Bug 1744297

Summary:	[Disruptive] Cluster upgrade should maintain a functioning cluster, "ClusterOperatorDegraded: Cluster operator insights is reporting a failure: Unable to report: gateway server reported unexpected error code: 415"
Product:	OpenShift Container Platform	Reporter:	Miciah Dashiel Butler Masters <mmasters>
Component:	Insights Operator	Assignee:	Ivan Necas <inecas>
Status:	CLOSED ERRATA	QA Contact:	Dmitry Misharov <dmisharo>
Severity:	urgent	Docs Contact:	Radek Vokál <rvokal>
Priority:	urgent
Version:	4.2.0	CC:	aos-bugs, dmisharo, eparis, jjaggars, jokerman, mfojtik, rvokal, wking
Target Milestone:	---
Target Release:	4.2.0
Hardware:	Unspecified
OS:	Unspecified
Whiteboard:
Fixed In Version:		Doc Type:	If docs needed, set a value
Doc Text:		Story Points:	---
Clone Of:		Environment:
Last Closed:	2019-10-16 06:37:03 UTC	Type:	Bug
Regression:	---	Mount Type:	---
Documentation:	---	CRM:
Verified Versions:		Category:	---
oVirt Team:	---	RHEL 7.3 requirements from Atomic Host:
Cloudforms Team:	---	Target Upstream Version:
Embargoed:

Description Miciah Dashiel Butler Masters 2019-08-21 18:51:51 UTC

"Cluster upgrade should maintain a functioning cluster" failed because the Insights operator reported degraded status: "Unable to report: gateway server reported unexpected error code: 415 (request=4dbe8c44218f43c7ad32be69309fd976): ".

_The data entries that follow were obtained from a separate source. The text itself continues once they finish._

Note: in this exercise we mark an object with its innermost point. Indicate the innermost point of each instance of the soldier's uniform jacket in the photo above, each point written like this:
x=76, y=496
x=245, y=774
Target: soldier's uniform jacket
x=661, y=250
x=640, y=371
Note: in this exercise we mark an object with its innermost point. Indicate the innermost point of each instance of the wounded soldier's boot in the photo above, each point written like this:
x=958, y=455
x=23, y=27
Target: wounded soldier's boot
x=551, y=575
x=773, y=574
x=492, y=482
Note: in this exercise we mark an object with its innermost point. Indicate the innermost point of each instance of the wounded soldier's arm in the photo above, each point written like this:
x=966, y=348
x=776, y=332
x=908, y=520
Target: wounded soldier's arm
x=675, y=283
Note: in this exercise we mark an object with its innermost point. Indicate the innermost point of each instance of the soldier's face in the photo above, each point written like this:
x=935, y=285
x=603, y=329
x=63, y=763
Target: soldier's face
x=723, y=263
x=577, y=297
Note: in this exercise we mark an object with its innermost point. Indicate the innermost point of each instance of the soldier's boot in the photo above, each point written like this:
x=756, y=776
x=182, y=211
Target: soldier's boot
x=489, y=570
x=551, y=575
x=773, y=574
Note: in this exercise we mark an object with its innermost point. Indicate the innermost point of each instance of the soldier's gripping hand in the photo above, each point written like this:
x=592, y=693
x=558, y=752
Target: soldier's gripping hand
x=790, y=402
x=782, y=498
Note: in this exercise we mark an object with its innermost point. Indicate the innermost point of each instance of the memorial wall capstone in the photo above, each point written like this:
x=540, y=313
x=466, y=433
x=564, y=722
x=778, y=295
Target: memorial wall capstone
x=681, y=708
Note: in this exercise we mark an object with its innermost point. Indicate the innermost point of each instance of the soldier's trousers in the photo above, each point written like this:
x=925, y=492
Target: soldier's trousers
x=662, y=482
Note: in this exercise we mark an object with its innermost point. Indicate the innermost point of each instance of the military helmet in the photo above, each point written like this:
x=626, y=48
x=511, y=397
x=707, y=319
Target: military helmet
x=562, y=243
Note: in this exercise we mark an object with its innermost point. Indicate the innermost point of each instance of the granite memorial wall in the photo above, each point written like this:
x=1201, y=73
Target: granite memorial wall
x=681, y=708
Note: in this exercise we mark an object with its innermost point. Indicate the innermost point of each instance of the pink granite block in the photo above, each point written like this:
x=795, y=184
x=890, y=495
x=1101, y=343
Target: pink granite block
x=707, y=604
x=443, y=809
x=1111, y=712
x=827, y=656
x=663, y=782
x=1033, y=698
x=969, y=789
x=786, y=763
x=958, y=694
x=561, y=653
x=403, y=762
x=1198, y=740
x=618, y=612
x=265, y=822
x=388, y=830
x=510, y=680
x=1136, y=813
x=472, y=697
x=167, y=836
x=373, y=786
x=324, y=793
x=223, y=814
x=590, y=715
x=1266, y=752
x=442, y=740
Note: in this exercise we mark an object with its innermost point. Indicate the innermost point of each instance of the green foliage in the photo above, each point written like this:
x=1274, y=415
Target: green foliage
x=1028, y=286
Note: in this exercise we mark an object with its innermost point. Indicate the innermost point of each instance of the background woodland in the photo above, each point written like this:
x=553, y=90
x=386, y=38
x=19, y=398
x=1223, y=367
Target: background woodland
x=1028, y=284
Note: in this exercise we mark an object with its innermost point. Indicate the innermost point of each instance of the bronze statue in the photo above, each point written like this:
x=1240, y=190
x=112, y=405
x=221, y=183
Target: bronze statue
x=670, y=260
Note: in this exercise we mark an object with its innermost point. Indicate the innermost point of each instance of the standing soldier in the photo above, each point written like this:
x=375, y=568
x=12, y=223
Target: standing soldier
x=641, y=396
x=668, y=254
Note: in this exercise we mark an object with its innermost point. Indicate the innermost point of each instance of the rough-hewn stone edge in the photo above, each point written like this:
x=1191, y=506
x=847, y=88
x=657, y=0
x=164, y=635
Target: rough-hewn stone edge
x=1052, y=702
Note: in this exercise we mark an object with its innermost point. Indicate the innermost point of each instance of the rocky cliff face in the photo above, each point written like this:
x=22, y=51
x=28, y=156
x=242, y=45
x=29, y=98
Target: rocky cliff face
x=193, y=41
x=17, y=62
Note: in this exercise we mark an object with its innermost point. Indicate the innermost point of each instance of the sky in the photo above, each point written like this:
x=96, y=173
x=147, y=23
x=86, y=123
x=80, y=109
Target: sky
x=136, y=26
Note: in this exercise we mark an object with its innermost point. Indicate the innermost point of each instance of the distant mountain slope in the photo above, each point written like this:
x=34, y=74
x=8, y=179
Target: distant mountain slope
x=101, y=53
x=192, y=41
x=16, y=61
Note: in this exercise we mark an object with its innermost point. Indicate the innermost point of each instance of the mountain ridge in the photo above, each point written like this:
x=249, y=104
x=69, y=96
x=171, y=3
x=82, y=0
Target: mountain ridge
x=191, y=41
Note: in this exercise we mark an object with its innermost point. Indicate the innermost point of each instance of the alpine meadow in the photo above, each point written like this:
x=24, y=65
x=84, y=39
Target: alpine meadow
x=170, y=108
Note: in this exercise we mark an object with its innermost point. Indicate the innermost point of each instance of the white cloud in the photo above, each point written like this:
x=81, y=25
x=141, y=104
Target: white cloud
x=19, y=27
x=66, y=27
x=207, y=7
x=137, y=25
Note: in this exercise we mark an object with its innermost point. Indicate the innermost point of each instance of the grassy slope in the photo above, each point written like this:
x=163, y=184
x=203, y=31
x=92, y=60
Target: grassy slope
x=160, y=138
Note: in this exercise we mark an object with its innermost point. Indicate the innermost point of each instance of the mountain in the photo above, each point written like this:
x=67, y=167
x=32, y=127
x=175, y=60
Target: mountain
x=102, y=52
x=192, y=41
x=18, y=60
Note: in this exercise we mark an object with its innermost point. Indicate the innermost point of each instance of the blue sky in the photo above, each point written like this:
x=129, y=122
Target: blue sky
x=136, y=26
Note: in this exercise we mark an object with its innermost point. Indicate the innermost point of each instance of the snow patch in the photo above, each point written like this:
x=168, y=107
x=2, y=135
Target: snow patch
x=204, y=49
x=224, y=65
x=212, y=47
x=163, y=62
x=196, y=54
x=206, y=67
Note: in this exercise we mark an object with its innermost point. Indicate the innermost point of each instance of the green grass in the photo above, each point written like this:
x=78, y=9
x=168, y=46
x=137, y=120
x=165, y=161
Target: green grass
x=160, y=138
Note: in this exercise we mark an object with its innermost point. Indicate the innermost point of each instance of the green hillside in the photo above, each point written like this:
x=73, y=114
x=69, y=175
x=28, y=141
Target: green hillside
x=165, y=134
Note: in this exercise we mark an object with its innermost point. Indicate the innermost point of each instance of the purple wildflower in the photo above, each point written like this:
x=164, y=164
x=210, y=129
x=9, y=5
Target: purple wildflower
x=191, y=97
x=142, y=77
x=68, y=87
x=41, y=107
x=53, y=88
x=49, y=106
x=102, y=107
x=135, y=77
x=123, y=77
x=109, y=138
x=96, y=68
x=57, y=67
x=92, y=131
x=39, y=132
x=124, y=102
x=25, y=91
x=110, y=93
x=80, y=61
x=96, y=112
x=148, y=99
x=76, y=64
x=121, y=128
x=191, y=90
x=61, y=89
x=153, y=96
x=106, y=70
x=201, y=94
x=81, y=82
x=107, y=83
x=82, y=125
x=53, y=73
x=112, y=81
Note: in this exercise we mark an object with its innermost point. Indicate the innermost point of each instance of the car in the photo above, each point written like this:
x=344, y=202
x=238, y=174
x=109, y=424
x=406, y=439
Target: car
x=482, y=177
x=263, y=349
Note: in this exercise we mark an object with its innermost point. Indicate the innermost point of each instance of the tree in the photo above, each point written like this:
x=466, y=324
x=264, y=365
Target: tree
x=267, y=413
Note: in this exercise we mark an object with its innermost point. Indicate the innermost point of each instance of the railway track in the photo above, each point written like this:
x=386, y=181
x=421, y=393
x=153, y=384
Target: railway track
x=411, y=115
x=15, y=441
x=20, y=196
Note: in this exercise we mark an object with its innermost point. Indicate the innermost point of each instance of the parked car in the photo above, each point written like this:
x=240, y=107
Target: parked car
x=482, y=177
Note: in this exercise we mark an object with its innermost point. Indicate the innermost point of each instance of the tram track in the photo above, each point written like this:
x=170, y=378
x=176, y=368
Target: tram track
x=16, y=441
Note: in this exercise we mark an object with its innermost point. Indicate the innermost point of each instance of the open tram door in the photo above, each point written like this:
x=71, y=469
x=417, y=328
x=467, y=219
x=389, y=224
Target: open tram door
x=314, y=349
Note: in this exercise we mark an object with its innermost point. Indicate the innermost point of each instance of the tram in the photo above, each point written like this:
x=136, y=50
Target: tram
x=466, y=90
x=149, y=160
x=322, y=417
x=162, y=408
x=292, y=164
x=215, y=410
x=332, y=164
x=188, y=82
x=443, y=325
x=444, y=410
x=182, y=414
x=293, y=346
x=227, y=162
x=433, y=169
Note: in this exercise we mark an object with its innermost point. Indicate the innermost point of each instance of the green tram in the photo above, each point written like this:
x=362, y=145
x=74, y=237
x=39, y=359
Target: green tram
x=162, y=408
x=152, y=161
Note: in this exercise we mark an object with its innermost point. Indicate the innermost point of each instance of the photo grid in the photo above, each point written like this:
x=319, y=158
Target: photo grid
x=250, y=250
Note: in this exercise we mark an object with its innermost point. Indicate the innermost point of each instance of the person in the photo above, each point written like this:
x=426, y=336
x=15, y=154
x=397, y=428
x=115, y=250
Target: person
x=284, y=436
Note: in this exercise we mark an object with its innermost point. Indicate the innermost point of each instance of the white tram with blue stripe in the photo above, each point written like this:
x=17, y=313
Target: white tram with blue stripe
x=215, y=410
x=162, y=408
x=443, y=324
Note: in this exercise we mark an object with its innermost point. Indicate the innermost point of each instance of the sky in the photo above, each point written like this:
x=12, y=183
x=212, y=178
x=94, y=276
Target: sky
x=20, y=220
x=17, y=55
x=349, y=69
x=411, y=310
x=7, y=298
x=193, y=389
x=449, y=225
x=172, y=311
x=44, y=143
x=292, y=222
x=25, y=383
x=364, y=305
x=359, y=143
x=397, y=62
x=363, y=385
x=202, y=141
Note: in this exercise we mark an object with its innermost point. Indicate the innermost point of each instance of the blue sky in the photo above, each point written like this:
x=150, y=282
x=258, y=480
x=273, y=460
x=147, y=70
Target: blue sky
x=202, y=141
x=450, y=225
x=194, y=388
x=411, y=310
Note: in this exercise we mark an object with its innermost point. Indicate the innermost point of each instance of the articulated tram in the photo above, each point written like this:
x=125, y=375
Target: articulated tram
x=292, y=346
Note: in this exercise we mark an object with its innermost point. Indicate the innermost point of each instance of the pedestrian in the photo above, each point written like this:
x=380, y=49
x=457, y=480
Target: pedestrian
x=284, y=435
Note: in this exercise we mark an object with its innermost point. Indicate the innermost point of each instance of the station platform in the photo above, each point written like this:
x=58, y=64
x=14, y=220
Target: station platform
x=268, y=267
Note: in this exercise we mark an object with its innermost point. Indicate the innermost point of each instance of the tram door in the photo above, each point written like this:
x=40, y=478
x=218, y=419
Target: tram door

https://prow.svc.ci.openshift.org/view/gcs/origin-ci-test/logs/release-openshift-origin-installer-e2e-aws-upgrade/5976

Comment 1 Miciah Dashiel Butler Masters 2019-08-21 19:04:53 UTC

From the Insight operator pod logs:

    I0821 17:59:56.637562       1 insightsclient.go:111] Uploading application/vnd.redhat.openshift.periodic to https://cloud.redhat.com/api/ingress/v1/upload
    I0821 18:00:01.266355       1 insightsuploader.go:132] Unable to upload report after 4.62s: gateway server reported unexpected error code: 415 (request=0abffba15e904f23babad5f1b2725ee0):

Comment 2 W. Trevor King 2019-08-21 19:05:30 UTC

Looks like the current code to set Media-Type [1] may be insufficient?  Or https://cloud.redhat.com/api/ingress/v1/upload is being too picky about what it accepts?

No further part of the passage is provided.